幕末にあのままいたら何もできなくて、
総司がただ弱っていくことを待つしか出来なかった。

だけど今、私は大好きな総司を敬里としてこの世界に迎え入れられて、
総司は現代の病院で入院して、結核治療を続けてる。


だから……総司は敬里として、この世界で生き抜いていく。
私たちが幕末を生き続けたみたいに。
そんな風に思ってる。



「そうか……敬里君が結核で入院しているのか……。

 結核には感染・発症・排菌の三段階がある。
 敬里君は入院しているって言うことは、人にうつす可能性がある排菌と言う段階だと思われるね。

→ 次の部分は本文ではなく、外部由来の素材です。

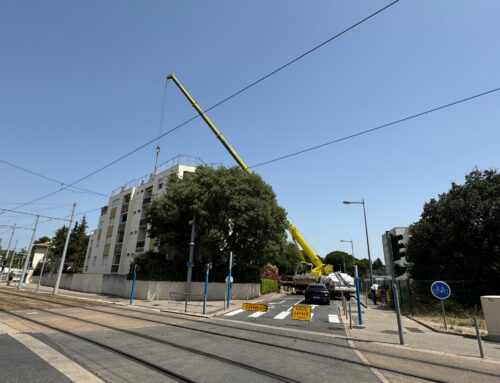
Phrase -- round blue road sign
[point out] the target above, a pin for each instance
(440, 290)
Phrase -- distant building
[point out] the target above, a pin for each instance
(387, 247)
(39, 252)
(122, 230)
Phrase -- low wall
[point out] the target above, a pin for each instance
(118, 285)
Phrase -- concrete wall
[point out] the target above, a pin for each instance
(118, 285)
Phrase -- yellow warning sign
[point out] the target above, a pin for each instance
(254, 307)
(301, 313)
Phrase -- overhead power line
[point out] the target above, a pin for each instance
(360, 133)
(251, 85)
(49, 178)
(34, 215)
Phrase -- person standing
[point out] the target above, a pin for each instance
(374, 289)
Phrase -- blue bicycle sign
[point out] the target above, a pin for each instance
(440, 290)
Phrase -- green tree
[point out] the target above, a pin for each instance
(338, 259)
(234, 211)
(458, 237)
(77, 248)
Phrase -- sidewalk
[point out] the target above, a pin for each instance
(381, 326)
(193, 308)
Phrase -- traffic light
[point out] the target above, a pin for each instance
(398, 250)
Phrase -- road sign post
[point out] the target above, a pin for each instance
(302, 313)
(441, 291)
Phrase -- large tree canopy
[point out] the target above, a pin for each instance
(233, 211)
(458, 237)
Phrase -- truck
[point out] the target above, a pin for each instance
(339, 284)
(309, 271)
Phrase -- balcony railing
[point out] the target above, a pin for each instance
(140, 245)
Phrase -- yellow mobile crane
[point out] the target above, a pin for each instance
(307, 273)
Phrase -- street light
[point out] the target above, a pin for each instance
(352, 249)
(362, 202)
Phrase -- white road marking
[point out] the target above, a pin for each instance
(300, 300)
(332, 318)
(282, 315)
(257, 314)
(235, 312)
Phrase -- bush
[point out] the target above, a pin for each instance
(268, 286)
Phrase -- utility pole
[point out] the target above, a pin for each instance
(43, 266)
(190, 262)
(27, 261)
(63, 257)
(7, 252)
(12, 259)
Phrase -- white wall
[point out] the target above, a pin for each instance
(118, 285)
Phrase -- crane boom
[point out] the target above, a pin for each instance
(319, 267)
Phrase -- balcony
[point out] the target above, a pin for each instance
(121, 226)
(140, 245)
(124, 207)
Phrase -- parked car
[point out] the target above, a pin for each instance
(317, 292)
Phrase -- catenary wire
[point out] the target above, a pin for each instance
(49, 178)
(360, 133)
(251, 85)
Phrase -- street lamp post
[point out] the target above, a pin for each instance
(352, 248)
(362, 202)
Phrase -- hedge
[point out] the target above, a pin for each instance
(268, 286)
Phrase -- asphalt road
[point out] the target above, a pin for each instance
(325, 318)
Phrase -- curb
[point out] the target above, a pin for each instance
(433, 329)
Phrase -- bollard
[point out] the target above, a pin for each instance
(350, 316)
(478, 335)
(398, 314)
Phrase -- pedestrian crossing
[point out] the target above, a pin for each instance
(332, 318)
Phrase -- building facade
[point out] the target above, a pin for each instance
(386, 243)
(121, 233)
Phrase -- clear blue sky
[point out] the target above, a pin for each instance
(82, 82)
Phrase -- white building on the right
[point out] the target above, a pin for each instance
(386, 243)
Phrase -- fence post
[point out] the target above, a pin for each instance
(408, 284)
(478, 335)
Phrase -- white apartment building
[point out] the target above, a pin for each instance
(122, 230)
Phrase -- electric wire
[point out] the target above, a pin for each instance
(360, 133)
(50, 178)
(251, 85)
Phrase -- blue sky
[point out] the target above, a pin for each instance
(82, 83)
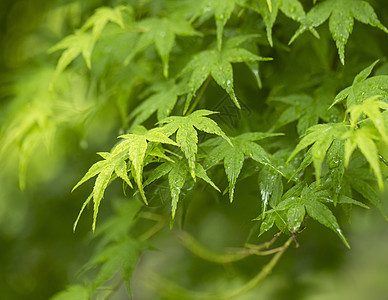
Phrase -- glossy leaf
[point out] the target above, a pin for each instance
(321, 136)
(234, 155)
(341, 15)
(186, 132)
(162, 33)
(269, 10)
(218, 64)
(176, 172)
(364, 88)
(132, 147)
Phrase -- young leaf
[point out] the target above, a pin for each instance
(133, 147)
(221, 9)
(323, 215)
(295, 217)
(218, 65)
(121, 255)
(186, 132)
(336, 163)
(78, 43)
(162, 33)
(364, 88)
(136, 145)
(75, 292)
(102, 16)
(321, 136)
(176, 172)
(342, 14)
(311, 199)
(82, 42)
(367, 191)
(371, 108)
(363, 139)
(269, 10)
(161, 102)
(234, 156)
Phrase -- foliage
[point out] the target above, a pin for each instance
(303, 140)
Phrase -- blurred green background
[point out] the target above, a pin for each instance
(39, 253)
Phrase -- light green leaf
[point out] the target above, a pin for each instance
(234, 156)
(186, 132)
(218, 65)
(321, 136)
(321, 213)
(176, 180)
(362, 139)
(306, 110)
(132, 147)
(82, 42)
(336, 163)
(121, 255)
(364, 88)
(368, 192)
(341, 15)
(78, 43)
(271, 187)
(102, 16)
(162, 33)
(74, 292)
(295, 217)
(269, 10)
(347, 200)
(176, 172)
(161, 102)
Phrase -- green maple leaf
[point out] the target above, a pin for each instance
(363, 138)
(269, 10)
(361, 182)
(132, 147)
(162, 102)
(363, 133)
(218, 65)
(102, 16)
(176, 172)
(341, 15)
(306, 110)
(298, 201)
(78, 43)
(186, 132)
(75, 292)
(234, 155)
(222, 11)
(336, 163)
(321, 136)
(162, 33)
(364, 88)
(82, 42)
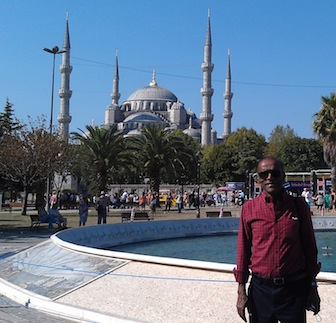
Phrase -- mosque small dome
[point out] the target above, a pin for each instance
(194, 133)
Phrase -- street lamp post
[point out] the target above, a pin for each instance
(198, 156)
(55, 50)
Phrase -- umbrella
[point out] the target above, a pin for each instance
(224, 188)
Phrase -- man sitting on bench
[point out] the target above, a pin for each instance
(44, 217)
(53, 217)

 抗結核薬を何種類も決まった時間に飲みながら、今頃、副作用と闘っているだろうね。
 ただその薬は、確実に飲みきらないといけない」

「うん。決められた時間に薬飲んで記録付けてるって。
 熱が出たり、発疹が出たり、でも……頑張ってるよ」

「そうだね。一日も早く治るといいね。
 瑠花のことも、敬里君の担当医にお願いしておくよ。
 接触者検診も受けるんだよ」 
 
「うん」


敬里が総司ってところまでは伝えられないけど、
少しだけ秘密を吐き出せて、いざって言う時の強い味方が出来たみたいで安心した。


「でも、パパ感染する可能性があるところに、瑠花ちゃんが行ってるなんて危ないわ。
 ママ、てっきり花桜ちゃんのお宅にいってるとばかり思ってたから」

「瑠花、思う様にしなさい。
 大切なものの為に、割く時間も人生においては必要だよ。

 回り道も、迷い道もしてもいい。
 だけど自分の納得が行くように歩いていきなさい。
 大人になった時に、その時代の自分が誇れるように……。

 さぁ、ご飯を食べよう。ママ、いいかい?」


パパの言葉に、ママは今も少し不服そうな表情をしながら晩御飯の準備をしてくれてる。
私はそんなママの傍に立って、無言で手伝いながら心の中で「ごめんなさい」っと呟いた。


ごめんなさい……だけどこれだけは譲れない。
総司は私にとって大切な存在で、
今からこの世界で生きる総司には私たちが幕末で体験した以上に大変な時間が過ぎていくと思うから。



テーブルに用意されたのは、ハンバーグシチューとサラダとご飯。
久しぶりに三人でテーブルを囲んで、手を合わせると私たちは食事を楽しんだ。


食事の後、洗い物をしてるママの家事をBGMにパパとリビングのソファーへと腰かける。
パパがふいにつけたテレビ。

その画面の中では[幕末の謎。旧幕府軍に勝機はなかったのか?鳥羽伏見を学ぶ]そんなスペシャル番組が、
コメンテーターの人たちと共に繰り広げられてた。


「このチャンネルにしておこう。
 瑠花は昔から、この手の番組が好きだったね」

パパの言葉に頷きながら、じっと画面を見つめながら、鏡が映した花桜・舞の体験した鳥羽伏見を思い出してた。


あのまま、幕末に居たら私も生身で体験したかもしれない鳥羽伏見の戦い。
花桜はそこで大切な人は、花桜をかばって負傷して……その負傷がもとで化膿して命を落としたと言われてる。